A frequently asked question is: would I be better off giving up the company car and instead claiming mileage allowance for the business travel I do in a car that I buy myself? The rule of thumb answer to this is that you are more likely to be better off if your annual business mileage is high.
Another frequent question is: would I be better off having my employer provide me with fuel for private journeys, free of charge, and paying tax on the benefit, or bearing the cost myself? In this case, the rule of thumb answer is that you are only likely to be better off taking the free fuel if your annual private mileage is high. However the cost to the employer of providing this benefit is likely to be high.
Every case should be judged on its own merits, and considered from both the employee's and the employer's point of view. While cost is an important factor, it is not the only one. As an employee, using a company car removes the need to worry about bills or the cost of replacement. As an employer, running company cars allows you to retain control over what may, for your business, be key operating assets.
If your employer provides fuel for any private travel, there is a taxable benefit, calculated by applying the same percentage used to calculate the car benefit to the fuel benefit charge multiplier of £22,200.
You can avoid the car fuel charge either by paying for all fuel yourself and claiming the cost of fuel for business journeys at HMRC's fuel only advisory rates, or by reimbursing your employer for fuel used privately using the same rates.
From 6 April 2017 there will be a 2% increase in the percentage applied by each company car band up to the maximum of 37%, with a similar increase in 2018/19. The 3% diesel supplement was set to be removed in April 2016. However, it will now be retained until April 2021, when EU-wide testing procedures will ensure new diesel cars meet air quality standards even under strict real world driving conditions.

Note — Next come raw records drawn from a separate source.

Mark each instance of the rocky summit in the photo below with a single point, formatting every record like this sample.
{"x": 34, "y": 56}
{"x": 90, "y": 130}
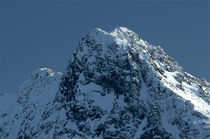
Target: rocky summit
{"x": 116, "y": 86}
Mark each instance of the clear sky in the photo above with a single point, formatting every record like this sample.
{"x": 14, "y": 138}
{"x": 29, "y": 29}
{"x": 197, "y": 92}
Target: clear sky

Many employers and employees have benefitted from significant savings by replacing company cars with employee-owned cars part-funded by mileage allowances at HMRC rates. Where a company vehicle is still appropriate, a van rather than a car is worth considering.
Unrestricted use of a company van results in a taxable benefit of £3,170, with a further £598 benefit if free fuel is also provided. Limiting the employee's private use to only home to work travel could reduce both figures to zero.

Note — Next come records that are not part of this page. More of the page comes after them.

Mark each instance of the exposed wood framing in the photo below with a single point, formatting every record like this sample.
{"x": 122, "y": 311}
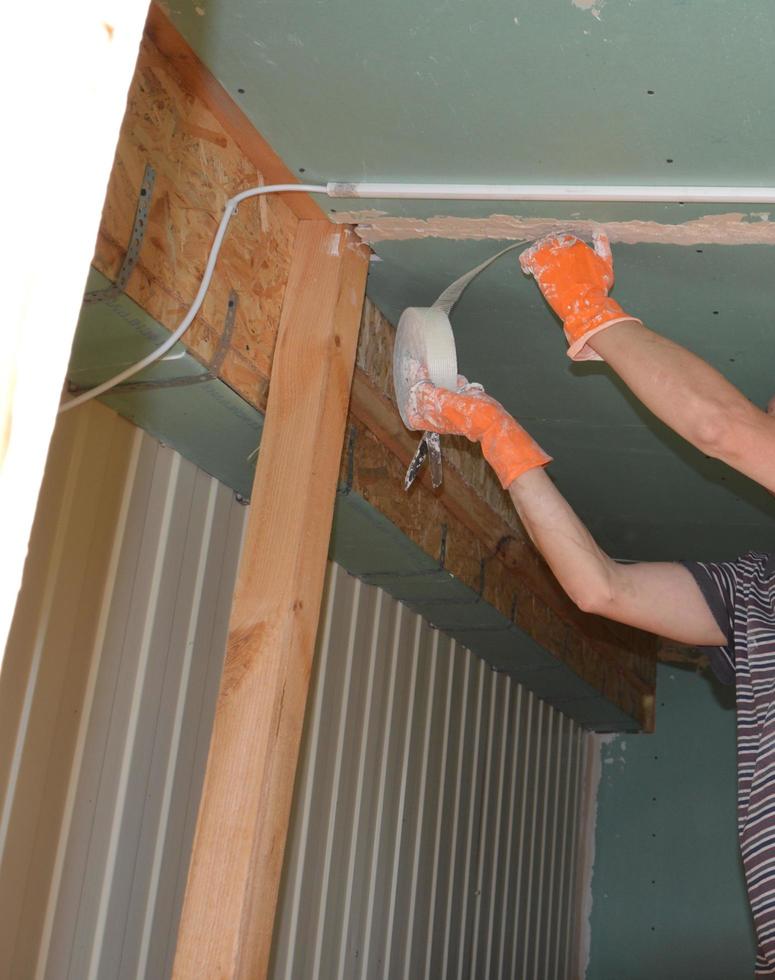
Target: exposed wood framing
{"x": 175, "y": 122}
{"x": 90, "y": 51}
{"x": 228, "y": 913}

Mila is an owner-director. For her company car she had chosen one with a list price of £25,785. The car runs on petrol and emits CO2 at a rate of 148g/km. The resulting tax bill can be up to £5,614, with an NIC bill for the employer of £1,722.
Mila's company is successful and she pays tax at 45%. Her 2016/17 tax bill on the car is therefore £3,017 (£25,785 x 26% x 45%). Mila's company will pay Class 1A NICs of £925 (£25,785 x 26% x 13.8%).
The company also pays for all of Mila's petrol. Because she does not reimburse the cost of fuel for private journeys, she will pay tax of £2,597 (£22,200 x 26% x 45%) and the company will pay Class 1A NICs of £797 (£22,200 x 26% x 13.8%).
The total tax and NIC cost is £7,336. Furthermore, as well as paying for the fuel, the company will also need to pay a gross amount of over £10,592 to provide Mila with the funds to pay the tax and employee NICs.
When employers' national insurance is taken into account, the gross cost before tax relief of funding Mila's tax and the NIC liabilities will be over £13,776.
The Government will begin rolling out the new Tax-Free Childcare scheme from early 2017. Until then, childcare vouchers offer working parents a way of reducing childcare costs, and there is still an opportunity to join an employer scheme before the new system comes fully into effect. The childcare voucher system will close to new entrants in April 2018.
From 6 April 2016, a statutory exemption from income tax and NICs applies to qualifying trivial benefits in kind costing £50 or less. The new exemption does not apply to benefits provided under a relevant salary sacrifice arrangement.
Such benefits provided to directors and other office holders of close companies, or members of their families or households, are subject to an annual cap of £300.